A Tap Dancer’s Dilemma. Swing, jazz y amor

Swing Corrían los años 20. Más bien escapaban en un club de jazz en su pleno esplendor, lleno luces, de colores, de personas. De caballeros que cortejaban a las coquetas damas en vestidos deslumbrantes…

De copas de delicado cristal llenas de la mayor diversidad de alcoholes. Pero lo que más desatacaba era la música. Brillaba con más fuerza que cualquier vestido, que cualquier color, que cualquier luz. Llenaba la sala de calidez y de alegría. Llenaba a las personas de ganas de bailar y de reír. Poderosa fuerza la música, muy frecuentemente desestimada.

Si cualquiera entrara en ese club, lo primero que vería sería un gran espacio de baile, abarrotado por sus visitantes enfrascados en un ferviente sinfín de movimientos.

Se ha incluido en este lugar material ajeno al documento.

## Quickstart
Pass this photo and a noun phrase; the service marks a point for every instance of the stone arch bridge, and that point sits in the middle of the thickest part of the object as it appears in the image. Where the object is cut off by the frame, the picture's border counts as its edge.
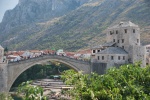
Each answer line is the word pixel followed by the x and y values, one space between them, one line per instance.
pixel 10 71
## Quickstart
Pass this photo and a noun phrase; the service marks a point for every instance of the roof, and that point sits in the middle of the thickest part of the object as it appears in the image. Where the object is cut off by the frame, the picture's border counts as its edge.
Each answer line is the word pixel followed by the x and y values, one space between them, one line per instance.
pixel 124 24
pixel 35 51
pixel 113 50
pixel 108 44
pixel 87 51
pixel 1 47
pixel 97 47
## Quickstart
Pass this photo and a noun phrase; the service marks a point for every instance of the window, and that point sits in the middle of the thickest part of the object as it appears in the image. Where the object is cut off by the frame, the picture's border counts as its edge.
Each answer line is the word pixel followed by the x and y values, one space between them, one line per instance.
pixel 102 57
pixel 125 30
pixel 133 30
pixel 114 40
pixel 111 32
pixel 123 57
pixel 98 57
pixel 118 41
pixel 122 40
pixel 112 57
pixel 116 31
pixel 118 57
pixel 137 40
pixel 93 51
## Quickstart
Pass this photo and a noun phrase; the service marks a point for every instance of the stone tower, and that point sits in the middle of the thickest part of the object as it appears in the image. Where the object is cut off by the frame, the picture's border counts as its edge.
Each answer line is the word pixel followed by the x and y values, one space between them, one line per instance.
pixel 3 71
pixel 1 54
pixel 126 35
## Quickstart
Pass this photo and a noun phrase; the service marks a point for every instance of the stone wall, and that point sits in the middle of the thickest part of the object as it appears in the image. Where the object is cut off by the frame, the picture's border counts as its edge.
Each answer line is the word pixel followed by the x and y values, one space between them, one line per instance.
pixel 3 77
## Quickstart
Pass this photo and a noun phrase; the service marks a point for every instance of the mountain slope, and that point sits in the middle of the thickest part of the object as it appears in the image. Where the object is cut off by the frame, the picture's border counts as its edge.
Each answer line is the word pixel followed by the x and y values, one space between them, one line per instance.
pixel 84 26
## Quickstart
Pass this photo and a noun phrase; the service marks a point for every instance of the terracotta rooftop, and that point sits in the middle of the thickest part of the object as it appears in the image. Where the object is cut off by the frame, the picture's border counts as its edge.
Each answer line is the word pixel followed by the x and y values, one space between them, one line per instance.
pixel 124 24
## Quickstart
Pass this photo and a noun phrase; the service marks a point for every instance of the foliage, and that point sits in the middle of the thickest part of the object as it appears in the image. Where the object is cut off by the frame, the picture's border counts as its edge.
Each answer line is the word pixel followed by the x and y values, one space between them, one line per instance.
pixel 5 96
pixel 129 82
pixel 30 92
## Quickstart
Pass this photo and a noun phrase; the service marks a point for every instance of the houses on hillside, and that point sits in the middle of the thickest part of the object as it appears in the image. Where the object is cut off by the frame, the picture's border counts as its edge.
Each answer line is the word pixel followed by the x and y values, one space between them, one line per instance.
pixel 13 56
pixel 147 54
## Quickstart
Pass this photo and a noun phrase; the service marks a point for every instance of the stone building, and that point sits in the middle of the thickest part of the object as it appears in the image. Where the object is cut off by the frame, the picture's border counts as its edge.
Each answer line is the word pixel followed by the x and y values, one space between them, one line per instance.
pixel 3 70
pixel 122 46
pixel 147 54
pixel 1 54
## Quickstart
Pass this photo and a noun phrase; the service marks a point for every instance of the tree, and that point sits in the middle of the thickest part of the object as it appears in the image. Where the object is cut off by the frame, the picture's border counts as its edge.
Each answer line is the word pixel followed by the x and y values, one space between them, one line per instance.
pixel 30 92
pixel 129 82
pixel 5 96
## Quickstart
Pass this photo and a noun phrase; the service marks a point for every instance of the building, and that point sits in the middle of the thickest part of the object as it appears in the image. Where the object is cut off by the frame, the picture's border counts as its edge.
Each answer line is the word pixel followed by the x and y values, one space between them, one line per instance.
pixel 1 54
pixel 147 54
pixel 122 46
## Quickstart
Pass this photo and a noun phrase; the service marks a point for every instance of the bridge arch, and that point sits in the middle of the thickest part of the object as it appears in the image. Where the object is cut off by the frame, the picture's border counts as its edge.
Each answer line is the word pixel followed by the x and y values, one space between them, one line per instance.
pixel 15 69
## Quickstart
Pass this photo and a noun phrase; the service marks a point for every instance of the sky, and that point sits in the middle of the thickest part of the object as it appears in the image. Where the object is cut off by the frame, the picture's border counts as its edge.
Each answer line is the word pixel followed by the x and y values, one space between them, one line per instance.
pixel 6 5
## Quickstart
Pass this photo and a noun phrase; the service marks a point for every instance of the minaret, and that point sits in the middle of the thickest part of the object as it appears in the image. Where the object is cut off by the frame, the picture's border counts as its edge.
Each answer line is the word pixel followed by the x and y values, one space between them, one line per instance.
pixel 1 54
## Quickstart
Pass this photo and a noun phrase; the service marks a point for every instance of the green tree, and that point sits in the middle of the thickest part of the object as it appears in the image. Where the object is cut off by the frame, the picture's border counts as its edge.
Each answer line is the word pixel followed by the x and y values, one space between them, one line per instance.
pixel 5 96
pixel 29 92
pixel 129 82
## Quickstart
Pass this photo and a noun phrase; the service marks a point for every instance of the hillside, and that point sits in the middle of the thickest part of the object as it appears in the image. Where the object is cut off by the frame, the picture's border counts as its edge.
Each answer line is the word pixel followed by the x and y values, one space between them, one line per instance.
pixel 80 27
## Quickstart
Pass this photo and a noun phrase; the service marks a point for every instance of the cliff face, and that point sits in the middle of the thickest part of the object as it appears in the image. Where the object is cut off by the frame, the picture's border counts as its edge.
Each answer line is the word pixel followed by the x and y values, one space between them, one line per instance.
pixel 30 11
pixel 69 24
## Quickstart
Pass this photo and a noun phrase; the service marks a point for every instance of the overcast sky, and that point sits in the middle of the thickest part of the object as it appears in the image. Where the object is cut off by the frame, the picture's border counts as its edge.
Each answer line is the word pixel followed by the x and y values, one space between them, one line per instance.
pixel 5 5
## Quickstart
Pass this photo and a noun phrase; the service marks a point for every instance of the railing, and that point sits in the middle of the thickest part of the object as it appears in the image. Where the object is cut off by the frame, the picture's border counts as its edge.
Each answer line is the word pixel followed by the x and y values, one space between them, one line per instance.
pixel 41 57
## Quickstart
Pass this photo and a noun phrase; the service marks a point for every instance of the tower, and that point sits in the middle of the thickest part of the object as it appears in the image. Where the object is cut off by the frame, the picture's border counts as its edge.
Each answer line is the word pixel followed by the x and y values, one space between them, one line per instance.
pixel 1 54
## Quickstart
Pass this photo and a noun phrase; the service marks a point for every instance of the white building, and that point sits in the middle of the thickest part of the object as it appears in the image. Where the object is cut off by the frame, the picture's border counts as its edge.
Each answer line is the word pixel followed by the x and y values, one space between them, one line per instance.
pixel 123 46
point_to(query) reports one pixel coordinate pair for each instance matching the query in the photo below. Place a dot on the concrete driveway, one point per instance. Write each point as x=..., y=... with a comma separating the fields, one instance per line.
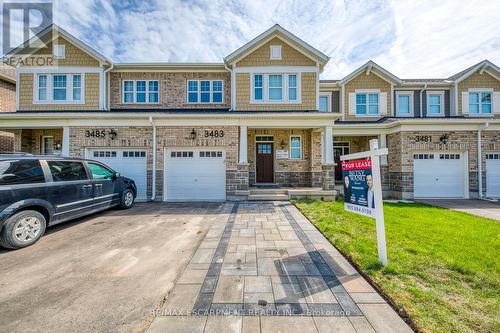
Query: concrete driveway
x=484, y=208
x=103, y=273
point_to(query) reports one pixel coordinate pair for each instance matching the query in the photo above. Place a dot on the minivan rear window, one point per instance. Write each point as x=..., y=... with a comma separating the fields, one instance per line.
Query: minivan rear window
x=65, y=171
x=15, y=172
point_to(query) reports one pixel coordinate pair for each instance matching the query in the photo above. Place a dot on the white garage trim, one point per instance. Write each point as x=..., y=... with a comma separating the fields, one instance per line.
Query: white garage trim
x=431, y=167
x=118, y=159
x=493, y=174
x=194, y=174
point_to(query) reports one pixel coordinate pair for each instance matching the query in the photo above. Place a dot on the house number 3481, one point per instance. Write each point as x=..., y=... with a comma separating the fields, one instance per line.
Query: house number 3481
x=214, y=134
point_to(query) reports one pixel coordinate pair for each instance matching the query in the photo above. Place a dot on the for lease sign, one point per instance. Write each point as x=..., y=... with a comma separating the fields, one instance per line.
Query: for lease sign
x=359, y=195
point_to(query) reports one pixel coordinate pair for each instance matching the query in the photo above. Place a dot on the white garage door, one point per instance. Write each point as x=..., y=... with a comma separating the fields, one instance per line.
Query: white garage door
x=439, y=175
x=493, y=175
x=130, y=163
x=195, y=175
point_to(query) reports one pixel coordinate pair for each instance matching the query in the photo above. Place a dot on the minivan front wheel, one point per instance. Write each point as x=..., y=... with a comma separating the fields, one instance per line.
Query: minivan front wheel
x=127, y=199
x=22, y=229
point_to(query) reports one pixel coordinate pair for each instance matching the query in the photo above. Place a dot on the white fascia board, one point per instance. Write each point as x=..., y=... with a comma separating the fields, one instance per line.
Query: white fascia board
x=374, y=66
x=486, y=64
x=263, y=37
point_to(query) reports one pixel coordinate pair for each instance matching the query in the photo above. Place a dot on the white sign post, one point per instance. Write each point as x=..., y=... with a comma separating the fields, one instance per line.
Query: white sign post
x=374, y=155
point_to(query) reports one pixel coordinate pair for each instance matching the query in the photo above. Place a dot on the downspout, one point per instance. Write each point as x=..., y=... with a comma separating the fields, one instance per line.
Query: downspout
x=107, y=84
x=233, y=86
x=480, y=160
x=153, y=173
x=421, y=107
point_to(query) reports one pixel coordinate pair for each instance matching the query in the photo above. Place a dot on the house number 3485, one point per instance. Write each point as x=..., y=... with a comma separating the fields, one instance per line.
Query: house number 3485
x=214, y=134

Lo siguiente que llamaría la atención sería el escenario, siempre ocupado por músicos que actuaban en directo. Cada noche había una actuación nueva y diferente a la anterior, si bien no hay que descontar a los habituales, como Freddie. Curioso tipo, muy curioso, si bien su historia es una reservada para otra ocasión. A continuación, se vería la barra, cómo no, llena de botellas de los más diferentes licores, algunos de ellos de importación. Y sólo después de pasar la vista por todo ese espectáculo, se fijaría uno en las mesas. Hileras de mesas redondas de madera, que se extendían hasta la oscura pared del fondo.

A Tap Dancer’s Dilemma
A Tap Dancer’s Dilemma

Si cualquiera entrara en ese club, vería muchísimas cosas antes de fijarse en la pareja de la mesa de la esquina más alejada. Él, un inspector de policía mediocre; ella, una flapper sin demasiado talento. Las probabilidades de que se conocieran eran escasas, o quizás sea simplemente una broma del destino.

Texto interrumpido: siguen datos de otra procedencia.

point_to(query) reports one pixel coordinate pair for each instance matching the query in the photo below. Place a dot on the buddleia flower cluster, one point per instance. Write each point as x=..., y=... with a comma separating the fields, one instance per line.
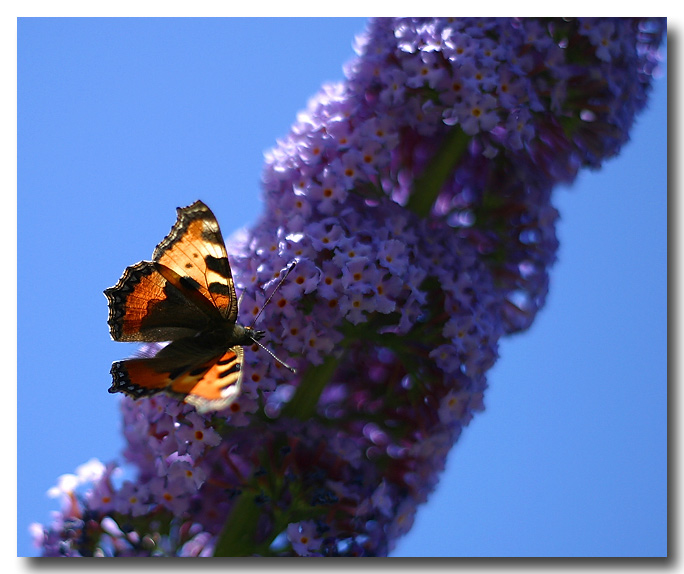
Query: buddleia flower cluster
x=415, y=197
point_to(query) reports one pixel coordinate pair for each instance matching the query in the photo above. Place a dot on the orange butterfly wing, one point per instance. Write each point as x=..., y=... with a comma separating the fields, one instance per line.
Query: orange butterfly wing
x=185, y=295
x=208, y=383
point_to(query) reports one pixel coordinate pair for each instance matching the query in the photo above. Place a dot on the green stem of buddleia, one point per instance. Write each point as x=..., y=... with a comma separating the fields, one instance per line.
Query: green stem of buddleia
x=302, y=406
x=237, y=536
x=426, y=188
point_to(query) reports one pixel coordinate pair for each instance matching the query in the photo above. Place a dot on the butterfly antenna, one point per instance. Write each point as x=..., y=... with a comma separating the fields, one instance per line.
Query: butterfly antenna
x=289, y=269
x=283, y=363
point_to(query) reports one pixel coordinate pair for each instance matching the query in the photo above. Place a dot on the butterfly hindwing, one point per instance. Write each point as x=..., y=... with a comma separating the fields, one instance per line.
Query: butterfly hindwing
x=208, y=382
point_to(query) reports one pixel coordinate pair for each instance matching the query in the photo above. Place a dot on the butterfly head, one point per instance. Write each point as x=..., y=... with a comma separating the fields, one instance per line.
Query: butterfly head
x=254, y=334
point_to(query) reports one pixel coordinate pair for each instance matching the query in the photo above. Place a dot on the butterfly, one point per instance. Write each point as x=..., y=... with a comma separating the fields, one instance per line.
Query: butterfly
x=185, y=295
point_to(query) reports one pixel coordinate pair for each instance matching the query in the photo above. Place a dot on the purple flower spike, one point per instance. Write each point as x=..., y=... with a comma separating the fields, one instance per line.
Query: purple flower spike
x=415, y=198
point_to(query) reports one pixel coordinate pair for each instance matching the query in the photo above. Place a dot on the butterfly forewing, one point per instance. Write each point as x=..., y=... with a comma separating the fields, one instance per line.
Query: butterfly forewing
x=195, y=251
x=145, y=306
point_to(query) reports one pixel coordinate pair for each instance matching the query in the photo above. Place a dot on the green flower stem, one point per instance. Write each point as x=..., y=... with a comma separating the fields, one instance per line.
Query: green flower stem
x=303, y=403
x=426, y=188
x=237, y=536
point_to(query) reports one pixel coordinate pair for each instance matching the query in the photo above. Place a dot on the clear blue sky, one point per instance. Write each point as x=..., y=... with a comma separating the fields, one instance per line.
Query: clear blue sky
x=122, y=120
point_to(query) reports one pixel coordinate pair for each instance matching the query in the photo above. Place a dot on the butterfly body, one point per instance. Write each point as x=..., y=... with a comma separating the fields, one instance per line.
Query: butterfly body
x=185, y=295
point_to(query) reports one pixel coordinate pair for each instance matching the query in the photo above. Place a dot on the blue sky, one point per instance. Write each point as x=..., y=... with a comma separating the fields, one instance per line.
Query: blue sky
x=122, y=120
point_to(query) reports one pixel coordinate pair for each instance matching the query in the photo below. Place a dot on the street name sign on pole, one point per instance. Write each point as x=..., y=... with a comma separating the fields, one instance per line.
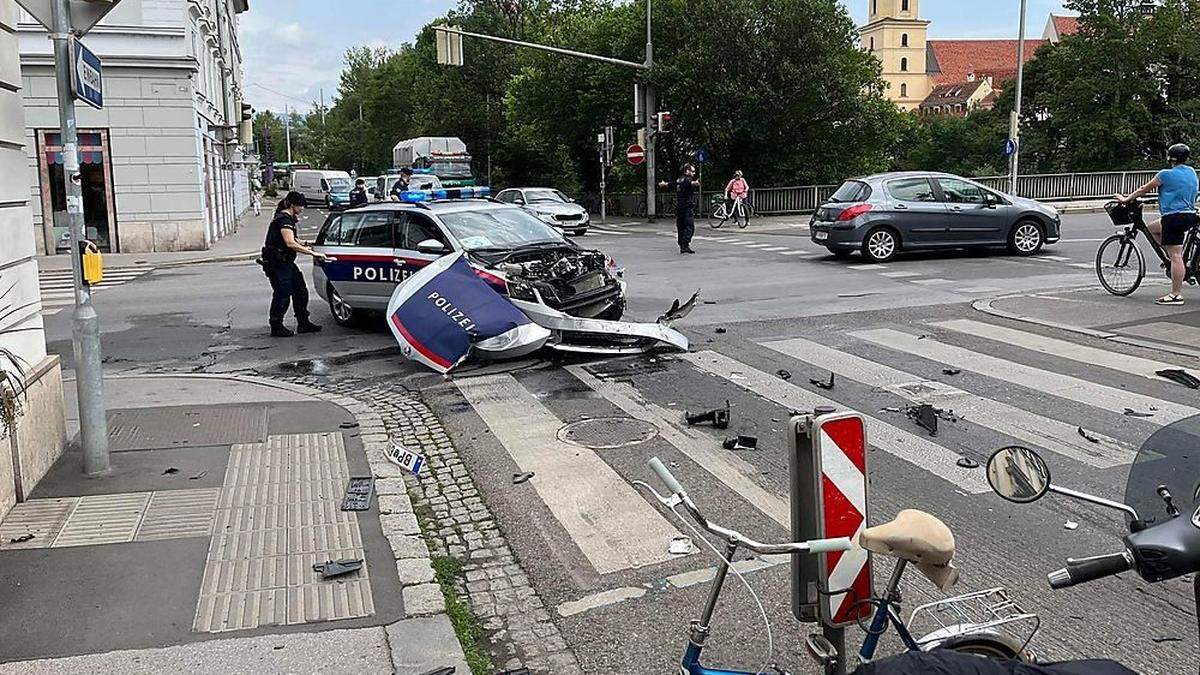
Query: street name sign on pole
x=87, y=81
x=635, y=155
x=66, y=21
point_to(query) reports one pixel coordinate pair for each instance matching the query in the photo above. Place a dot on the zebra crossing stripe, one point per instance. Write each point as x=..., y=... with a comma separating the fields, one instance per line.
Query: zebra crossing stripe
x=611, y=524
x=726, y=467
x=1055, y=347
x=915, y=449
x=1062, y=386
x=1024, y=425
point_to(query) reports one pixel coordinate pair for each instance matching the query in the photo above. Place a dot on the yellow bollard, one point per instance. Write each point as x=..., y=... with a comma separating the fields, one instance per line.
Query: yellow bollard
x=93, y=264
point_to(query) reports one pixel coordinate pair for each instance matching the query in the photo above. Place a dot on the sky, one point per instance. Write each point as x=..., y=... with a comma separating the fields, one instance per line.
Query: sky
x=294, y=49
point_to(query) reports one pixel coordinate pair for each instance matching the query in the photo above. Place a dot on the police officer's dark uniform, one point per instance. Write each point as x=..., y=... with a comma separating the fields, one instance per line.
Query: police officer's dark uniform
x=359, y=195
x=280, y=264
x=685, y=221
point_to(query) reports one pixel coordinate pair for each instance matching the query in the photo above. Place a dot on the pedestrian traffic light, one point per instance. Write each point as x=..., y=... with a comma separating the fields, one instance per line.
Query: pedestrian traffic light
x=663, y=123
x=449, y=45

Pero ahí estaban, riendo, coqueteando y disfrutando de su mutua compañía. Y no importaba que estuvieran en el rincón más oscuro y oculto del club, para ellos como si estuvieran en el rincón más perdido y abandonado de la Tierra, pues estaban ensimismados en su propio mundo. De hecho, era su sitio favorito del local, aquel que ocupaban cada vez que lo visitaban.

Cualquiera pensaría que el motivo de tal preferencia es la intimidad que otorgaba, la lejanía de la multitud, la elusión de las interrupciones. Y tendría sentido, pues ¿qué más buscaría una pareja de tortolitos en un club abarrotado de gente una fría noche de noviembre? Tendría sentido sí, pero, por lo general, a la realidad  no le gusta seguir el camino de la lógica. Él, buscaba un lugar en el que no le vieran, pues no le convenía que le reconocieran; ella, buscaba un lugar desde donde se pudiera tener controlado todo el local, con sus diversas salidas y entradas.

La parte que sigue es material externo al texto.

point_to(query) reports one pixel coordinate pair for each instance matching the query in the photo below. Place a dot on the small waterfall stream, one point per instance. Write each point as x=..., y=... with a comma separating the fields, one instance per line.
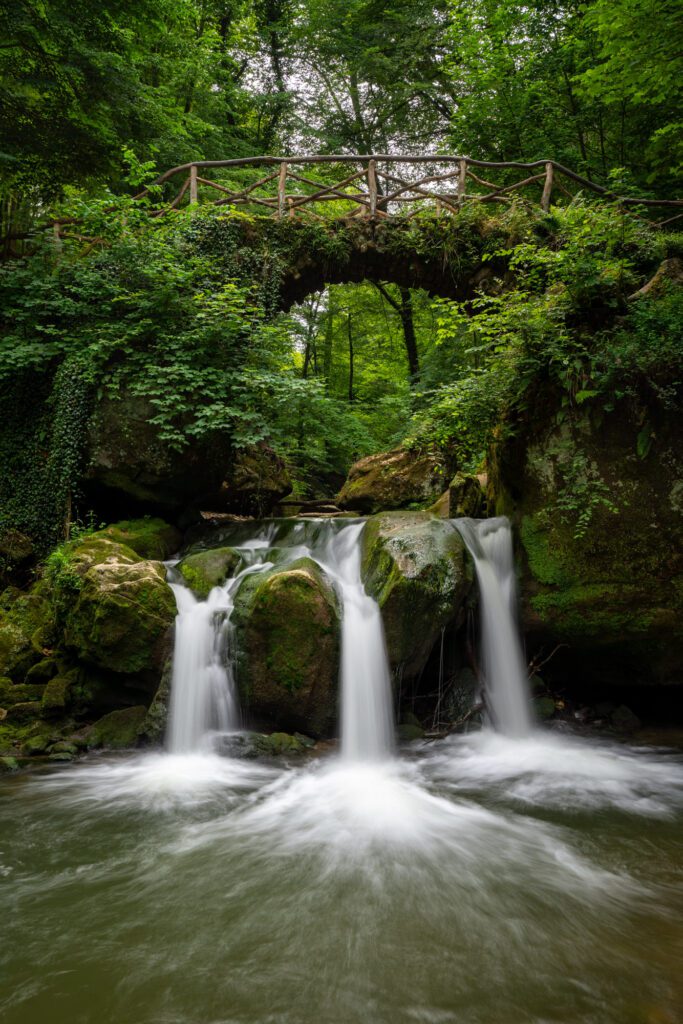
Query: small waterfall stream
x=489, y=543
x=204, y=692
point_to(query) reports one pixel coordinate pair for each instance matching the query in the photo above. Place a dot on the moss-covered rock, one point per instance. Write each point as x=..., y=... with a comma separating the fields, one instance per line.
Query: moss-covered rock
x=131, y=466
x=26, y=626
x=415, y=565
x=121, y=611
x=394, y=480
x=287, y=624
x=11, y=693
x=147, y=537
x=118, y=730
x=465, y=496
x=597, y=499
x=55, y=695
x=206, y=569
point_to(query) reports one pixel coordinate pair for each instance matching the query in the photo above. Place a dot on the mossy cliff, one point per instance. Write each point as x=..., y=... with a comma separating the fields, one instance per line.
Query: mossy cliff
x=90, y=637
x=415, y=565
x=597, y=499
x=287, y=624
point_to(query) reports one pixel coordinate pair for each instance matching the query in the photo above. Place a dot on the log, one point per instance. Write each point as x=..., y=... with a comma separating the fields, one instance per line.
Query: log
x=548, y=187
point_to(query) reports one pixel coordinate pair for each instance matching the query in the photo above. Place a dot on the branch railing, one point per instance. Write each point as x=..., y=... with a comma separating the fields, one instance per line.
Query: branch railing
x=378, y=186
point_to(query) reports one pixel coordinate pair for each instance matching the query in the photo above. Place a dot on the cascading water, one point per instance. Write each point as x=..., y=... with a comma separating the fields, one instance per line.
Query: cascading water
x=367, y=720
x=489, y=543
x=204, y=691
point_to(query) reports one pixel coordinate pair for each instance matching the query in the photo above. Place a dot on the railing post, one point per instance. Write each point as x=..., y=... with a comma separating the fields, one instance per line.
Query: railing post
x=548, y=187
x=282, y=190
x=372, y=187
x=462, y=181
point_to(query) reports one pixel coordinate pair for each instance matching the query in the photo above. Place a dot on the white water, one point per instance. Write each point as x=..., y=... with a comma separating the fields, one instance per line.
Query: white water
x=367, y=710
x=204, y=693
x=489, y=543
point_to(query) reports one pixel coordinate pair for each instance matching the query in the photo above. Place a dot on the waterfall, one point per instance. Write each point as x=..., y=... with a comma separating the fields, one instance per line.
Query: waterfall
x=489, y=543
x=204, y=694
x=367, y=708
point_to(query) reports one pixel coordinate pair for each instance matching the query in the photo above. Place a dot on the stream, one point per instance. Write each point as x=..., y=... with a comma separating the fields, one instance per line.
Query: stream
x=507, y=876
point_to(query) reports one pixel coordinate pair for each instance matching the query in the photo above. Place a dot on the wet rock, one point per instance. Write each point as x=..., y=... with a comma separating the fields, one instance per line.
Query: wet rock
x=118, y=730
x=544, y=708
x=415, y=566
x=148, y=538
x=287, y=624
x=121, y=611
x=408, y=732
x=206, y=569
x=597, y=500
x=393, y=480
x=624, y=720
x=465, y=497
x=130, y=466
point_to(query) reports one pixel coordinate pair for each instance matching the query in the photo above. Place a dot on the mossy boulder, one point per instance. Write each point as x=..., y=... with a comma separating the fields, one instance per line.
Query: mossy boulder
x=26, y=627
x=131, y=466
x=122, y=608
x=597, y=499
x=206, y=569
x=118, y=730
x=414, y=564
x=147, y=537
x=394, y=480
x=287, y=623
x=465, y=496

Porque a pesar de lo bonito que sería el encuentro casual de dos personas en un local caracterizado por una melodiosa harmonía de notas, instrumentos y músicos, el destino es una farsa y las coincidencias no existen. Pues cuando las probabilidades de que algo pase son escasas, entra en juego una mano invisible, o en este caso, un par, que juega con los hilos de la vida para construir un entramado camino y llamarlo “destino”.

Él, uno de los gangsters más temidos de Chicago; ella, una espía rusa con la misión de matarlo. La pareja perfecta, para los amantes del sarcasmo. Ambos interpretando el papel de sus vidas. Ambos locamente enamorados el uno del otro. Ambos locamente enamorados de alguien que no existe. Dios los crea y ellos se juntan, ¿no?